By Kristen V. Brown, San Francisco Chronicle staff writer:
Photo by Eric Vidal, Associated Press
Irish Prime Minister Enda Kenny shakes hands with a protocol official at the European Council building in Brussels, Tuesday, May 27, 2014. European Union leaders on Tuesday sought a way to bounce back from the weekend’s landmark elections that saw a partly hostile and largely apathetic public question their project of closer cooperation as never before. (AP Photo/Eric Vidal)
On a trip last week to California, Irish Prime Minister Enda Kenny made the rounds at companies like Google and Facebook, Silicon Valley darlings whose Irish operations have been a boon to Dublin’s growing tech scene.
But he also dropped by New Relic, a small software analytics firm that just opened a Dublin office this year. Kenny was on a three-day trade trip to woo tech companies – and Ireland is looking to import startups alongside tech giants.
“This is the newest and smallest company I’ve come to see here in San Francisco,” the prime minister told employees at New Relic, who raised a glass of whiskey in honor of Kenny’s visit. “I like to think that what you’re doing here will be replicated in Ireland.”
Three years ago Ireland began targeting startups, said Barry O’Leary, the chief of Ireland’s Industrial Development Authority, an arm of the Irish government that handles direct foreign investment.
Ireland wanted to add to its tech economy companies that had only raised a few rounds of funding, businesses like New Relic, which is growing quickly but still relatively small with less than 500 employees in the U.S. and about $214 million in funding.

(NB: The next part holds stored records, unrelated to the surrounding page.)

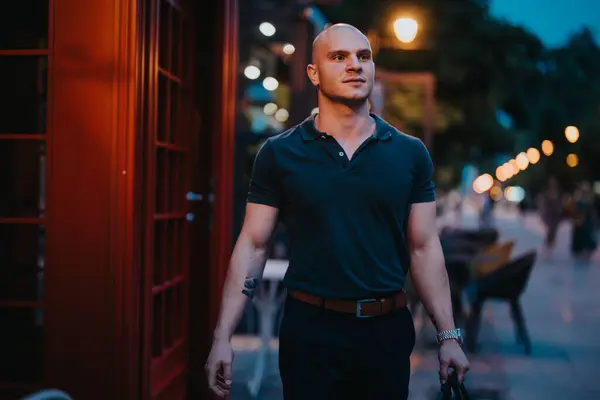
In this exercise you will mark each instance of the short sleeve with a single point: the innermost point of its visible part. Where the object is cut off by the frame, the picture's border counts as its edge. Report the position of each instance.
(423, 188)
(264, 184)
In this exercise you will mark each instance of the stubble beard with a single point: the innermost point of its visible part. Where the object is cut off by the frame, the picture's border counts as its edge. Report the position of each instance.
(352, 102)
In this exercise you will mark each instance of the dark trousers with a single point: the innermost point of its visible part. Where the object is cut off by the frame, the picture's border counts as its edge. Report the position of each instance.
(326, 355)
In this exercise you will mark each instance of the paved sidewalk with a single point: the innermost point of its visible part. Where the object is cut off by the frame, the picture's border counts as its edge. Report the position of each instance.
(562, 310)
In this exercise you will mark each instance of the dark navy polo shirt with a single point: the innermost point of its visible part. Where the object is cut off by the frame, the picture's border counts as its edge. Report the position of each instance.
(346, 219)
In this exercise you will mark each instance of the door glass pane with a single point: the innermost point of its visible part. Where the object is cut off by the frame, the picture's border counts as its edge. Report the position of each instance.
(22, 171)
(21, 268)
(176, 43)
(164, 35)
(23, 24)
(23, 81)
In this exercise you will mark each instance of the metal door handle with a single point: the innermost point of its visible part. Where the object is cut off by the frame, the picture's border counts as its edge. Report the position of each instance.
(191, 196)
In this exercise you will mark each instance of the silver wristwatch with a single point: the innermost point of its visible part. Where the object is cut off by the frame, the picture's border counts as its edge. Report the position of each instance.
(449, 334)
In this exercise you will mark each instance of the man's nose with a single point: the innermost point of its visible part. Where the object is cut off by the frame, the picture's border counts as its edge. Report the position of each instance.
(353, 64)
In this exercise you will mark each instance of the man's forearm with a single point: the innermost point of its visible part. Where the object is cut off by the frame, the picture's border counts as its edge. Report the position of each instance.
(430, 279)
(245, 272)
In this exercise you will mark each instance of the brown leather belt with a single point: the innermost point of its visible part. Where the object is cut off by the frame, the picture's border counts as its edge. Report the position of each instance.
(361, 308)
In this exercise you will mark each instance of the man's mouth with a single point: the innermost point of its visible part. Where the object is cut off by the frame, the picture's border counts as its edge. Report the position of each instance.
(354, 80)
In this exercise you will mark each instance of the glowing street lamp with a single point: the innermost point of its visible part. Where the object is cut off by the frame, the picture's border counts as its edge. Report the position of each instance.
(572, 160)
(533, 155)
(267, 29)
(522, 161)
(406, 29)
(572, 134)
(547, 147)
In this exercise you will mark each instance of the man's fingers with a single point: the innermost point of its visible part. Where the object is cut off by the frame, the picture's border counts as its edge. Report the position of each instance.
(227, 374)
(444, 371)
(211, 371)
(461, 372)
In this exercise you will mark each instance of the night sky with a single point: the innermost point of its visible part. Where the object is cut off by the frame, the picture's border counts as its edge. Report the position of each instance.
(551, 20)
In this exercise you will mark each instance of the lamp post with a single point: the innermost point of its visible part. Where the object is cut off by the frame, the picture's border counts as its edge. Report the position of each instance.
(406, 36)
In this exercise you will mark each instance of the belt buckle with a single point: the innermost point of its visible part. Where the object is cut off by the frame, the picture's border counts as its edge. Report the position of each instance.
(359, 304)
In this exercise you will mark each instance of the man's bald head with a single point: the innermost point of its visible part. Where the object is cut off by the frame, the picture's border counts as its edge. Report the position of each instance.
(331, 36)
(342, 65)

Companies based on the West Coast presently employ about 36,000 people in Ireland. The country’s low corporate tax rate has helped turn it into what is likely Europe’s most bustling tech hub, despite the country’s economic woes.
The Grand Canal Docks, an upscale Dublin business district where Google and Facebook have set up home, has earned the nickname Silicon Docks. LinkedIn, PayPal, Amazon, Twitter, Zendesk and Dropbox all have Irish offices.
Kelly told the crowd at New Relic that 40 percent of new jobs created last year in Ireland were at companies less than five years old.
The IDA tries to lure young, new companies in part by providing detailed guidance on how to open an international office.
As Patrick Moran, New Relic’s chief marketing officer, put it, “the IDA helped us navigate every step of the way.”
The company currently has about 25 employees in Dublin, but expects that number will double by the end of the year. Having a European office, Moran said, has made it easier to do business with European customers. And Dublin has a pool of quality talent to draw from, as well as being “hip” and “fun.”
Startups, said O’Leary, are a necessary part of developing a complete tech ecosystem in Ireland. Attracting new, fast-growing companies like New Relic could give Ireland an early-in on the Googles and Facebooks of tomorrow.
“To build a critical mass,” he said, “We need to bring in companies that can help support our indigenous companies.”